Ana Grabundzija · 19 mins ago · 2 min read
Bitcoin › U.S. › Investments
Bitcoin breaches $50,000 after MicroStrategy drops $600 million announcement
Expect Michael Saylor and MicroStrategy to buy all your Bitcoin when you aren’t watching.
Today, the enterprise software maker announced yet another $600 million convertible note issuance for investors and institutions to buy Bitcoin. The move comes a month after MicroStrategy raised $650 million in a separate convertible note offering to purchase BTC.
— Michael Saylor (@michael_saylor) February 16, 2021
The news pushed the price of Bitcoin to a new high of $50,085 in a temporary pump, which retraced to the $49,650 level at press time.

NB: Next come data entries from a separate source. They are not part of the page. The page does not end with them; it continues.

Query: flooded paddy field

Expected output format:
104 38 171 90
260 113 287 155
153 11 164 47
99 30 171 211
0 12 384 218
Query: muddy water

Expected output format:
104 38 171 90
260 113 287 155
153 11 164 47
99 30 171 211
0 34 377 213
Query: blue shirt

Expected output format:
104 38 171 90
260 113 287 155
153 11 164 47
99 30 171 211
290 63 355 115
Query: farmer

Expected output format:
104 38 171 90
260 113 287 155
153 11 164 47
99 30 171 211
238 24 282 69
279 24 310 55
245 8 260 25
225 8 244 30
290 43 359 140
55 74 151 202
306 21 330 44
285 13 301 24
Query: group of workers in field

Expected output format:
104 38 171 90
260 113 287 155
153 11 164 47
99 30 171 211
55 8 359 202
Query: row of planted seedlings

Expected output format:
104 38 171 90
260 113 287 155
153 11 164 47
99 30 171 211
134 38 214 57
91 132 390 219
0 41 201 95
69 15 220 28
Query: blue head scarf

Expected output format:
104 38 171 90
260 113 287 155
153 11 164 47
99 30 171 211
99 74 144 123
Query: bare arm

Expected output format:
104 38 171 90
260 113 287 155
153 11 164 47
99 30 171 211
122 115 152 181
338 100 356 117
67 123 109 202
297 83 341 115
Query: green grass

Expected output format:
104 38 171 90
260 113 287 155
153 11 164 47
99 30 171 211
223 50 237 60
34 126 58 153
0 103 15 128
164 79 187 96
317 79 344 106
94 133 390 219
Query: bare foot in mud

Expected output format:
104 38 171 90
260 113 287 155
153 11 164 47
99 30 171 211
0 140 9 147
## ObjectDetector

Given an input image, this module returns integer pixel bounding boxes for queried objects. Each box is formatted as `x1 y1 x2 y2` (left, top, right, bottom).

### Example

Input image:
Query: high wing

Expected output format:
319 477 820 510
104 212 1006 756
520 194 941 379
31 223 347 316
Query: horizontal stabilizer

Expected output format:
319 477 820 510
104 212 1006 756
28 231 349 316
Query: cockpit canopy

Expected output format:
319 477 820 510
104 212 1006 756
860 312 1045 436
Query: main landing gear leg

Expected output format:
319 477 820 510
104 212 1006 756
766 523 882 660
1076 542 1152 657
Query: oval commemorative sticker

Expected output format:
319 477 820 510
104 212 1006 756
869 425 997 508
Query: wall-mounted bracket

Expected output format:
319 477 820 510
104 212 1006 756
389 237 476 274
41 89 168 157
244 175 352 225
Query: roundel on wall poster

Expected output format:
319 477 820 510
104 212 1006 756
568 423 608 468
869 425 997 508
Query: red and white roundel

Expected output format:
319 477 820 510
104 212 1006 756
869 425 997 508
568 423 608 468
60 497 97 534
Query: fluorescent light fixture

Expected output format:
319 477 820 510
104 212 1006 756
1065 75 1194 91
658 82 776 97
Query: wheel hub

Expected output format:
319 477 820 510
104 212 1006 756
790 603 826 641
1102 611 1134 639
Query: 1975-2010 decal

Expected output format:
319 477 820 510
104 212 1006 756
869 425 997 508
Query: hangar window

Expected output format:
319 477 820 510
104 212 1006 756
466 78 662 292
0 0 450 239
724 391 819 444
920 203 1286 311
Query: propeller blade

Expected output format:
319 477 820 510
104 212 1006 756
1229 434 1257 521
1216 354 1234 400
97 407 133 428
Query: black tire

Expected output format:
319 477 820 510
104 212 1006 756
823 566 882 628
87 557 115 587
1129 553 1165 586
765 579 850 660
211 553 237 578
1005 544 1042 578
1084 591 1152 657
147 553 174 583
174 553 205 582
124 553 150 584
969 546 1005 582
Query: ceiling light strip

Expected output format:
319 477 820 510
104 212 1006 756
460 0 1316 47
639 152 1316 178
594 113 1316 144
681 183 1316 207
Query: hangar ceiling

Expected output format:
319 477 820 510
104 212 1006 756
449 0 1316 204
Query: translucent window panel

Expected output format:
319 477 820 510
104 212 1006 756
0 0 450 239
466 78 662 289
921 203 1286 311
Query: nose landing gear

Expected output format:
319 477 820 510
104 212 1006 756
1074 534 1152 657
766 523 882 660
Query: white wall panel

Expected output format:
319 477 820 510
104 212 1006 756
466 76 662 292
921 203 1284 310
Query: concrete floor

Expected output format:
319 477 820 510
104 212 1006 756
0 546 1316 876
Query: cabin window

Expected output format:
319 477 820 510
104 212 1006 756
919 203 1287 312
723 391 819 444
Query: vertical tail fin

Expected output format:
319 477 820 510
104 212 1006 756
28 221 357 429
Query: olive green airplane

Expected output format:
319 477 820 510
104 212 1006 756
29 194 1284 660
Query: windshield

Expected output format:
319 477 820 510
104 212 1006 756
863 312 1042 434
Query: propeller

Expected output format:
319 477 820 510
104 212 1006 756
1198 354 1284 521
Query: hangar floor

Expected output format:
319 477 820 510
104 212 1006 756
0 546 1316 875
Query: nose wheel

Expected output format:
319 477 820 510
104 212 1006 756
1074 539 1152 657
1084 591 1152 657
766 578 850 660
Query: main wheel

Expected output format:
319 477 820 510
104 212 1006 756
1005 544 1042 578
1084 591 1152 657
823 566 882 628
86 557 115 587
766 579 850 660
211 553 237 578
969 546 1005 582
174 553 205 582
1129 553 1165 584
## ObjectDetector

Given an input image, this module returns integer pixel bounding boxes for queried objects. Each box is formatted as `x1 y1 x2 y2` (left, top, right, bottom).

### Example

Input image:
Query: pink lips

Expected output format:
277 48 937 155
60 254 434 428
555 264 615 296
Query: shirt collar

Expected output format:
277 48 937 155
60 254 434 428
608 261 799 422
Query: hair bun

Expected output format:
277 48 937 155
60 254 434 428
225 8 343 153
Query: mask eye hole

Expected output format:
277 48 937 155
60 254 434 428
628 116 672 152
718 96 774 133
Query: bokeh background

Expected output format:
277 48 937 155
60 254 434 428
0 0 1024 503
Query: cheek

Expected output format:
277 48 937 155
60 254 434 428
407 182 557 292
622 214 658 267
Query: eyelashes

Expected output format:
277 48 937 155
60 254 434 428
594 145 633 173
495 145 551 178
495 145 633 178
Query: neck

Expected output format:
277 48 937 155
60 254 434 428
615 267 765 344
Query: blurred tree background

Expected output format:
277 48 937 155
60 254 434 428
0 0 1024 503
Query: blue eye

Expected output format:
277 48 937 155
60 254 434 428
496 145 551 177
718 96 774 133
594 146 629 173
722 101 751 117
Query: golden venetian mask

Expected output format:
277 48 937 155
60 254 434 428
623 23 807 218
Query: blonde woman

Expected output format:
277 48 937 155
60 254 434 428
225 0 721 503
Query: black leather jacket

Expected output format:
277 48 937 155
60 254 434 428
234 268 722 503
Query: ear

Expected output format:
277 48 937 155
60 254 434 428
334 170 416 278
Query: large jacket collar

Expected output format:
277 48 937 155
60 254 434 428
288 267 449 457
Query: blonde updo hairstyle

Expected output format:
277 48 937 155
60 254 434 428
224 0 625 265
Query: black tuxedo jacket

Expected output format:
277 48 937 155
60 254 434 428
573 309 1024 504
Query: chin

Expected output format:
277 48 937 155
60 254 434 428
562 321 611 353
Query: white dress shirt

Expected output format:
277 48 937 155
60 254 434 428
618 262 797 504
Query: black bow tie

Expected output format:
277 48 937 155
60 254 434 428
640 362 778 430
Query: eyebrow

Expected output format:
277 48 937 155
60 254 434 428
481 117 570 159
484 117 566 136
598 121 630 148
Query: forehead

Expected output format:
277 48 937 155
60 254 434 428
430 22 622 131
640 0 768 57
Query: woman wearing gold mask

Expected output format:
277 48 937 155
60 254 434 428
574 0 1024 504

As per the announcement, the notes will be unsecured, senior obligations of MicroStrategy and will bear interest payable semi-annually in arrears on February 15 and August 15 of each year, beginning on August 15, 2021. The notes will mature on February 15, 2027, unless earlier repurchased, redeemed, or converted in accordance with their terms.
MicroStrategy intends to hold on the Bitcoin until 2022. “Subject to certain conditions, on or after February 20, 2024, MicroStrategy may redeem for cash all or a portion of the notes,” the announcement read.
It added that the firm additionally expected to grant to the initial purchasers of the notes an “option to purchase, within a 13-day period beginning on, and including, the date on which the notes are first issued, up to an additional $90 million aggregate principal amount of the notes.”
“MicroStrategy intends to use the net proceeds from the sale of the notes to acquire additional bitcoins, the announcement said.”
Only qualified institutional buyers pursuant to Rule 144A under the Securities Act will be offered to buy the convertible notes. This is similar to the earlier convertible note offering that MicroStrategy closed in 2020.
The firm already sits on over 70,000 of Bitcoin, worth over $3.5 billion at press time. The coffers will further grow as MicroStrategy purchases even more BTC, which in turn, would attract other institutional and traditional firms to invest some of their own money into the asset.
As the proponents always say: The institutions are coming.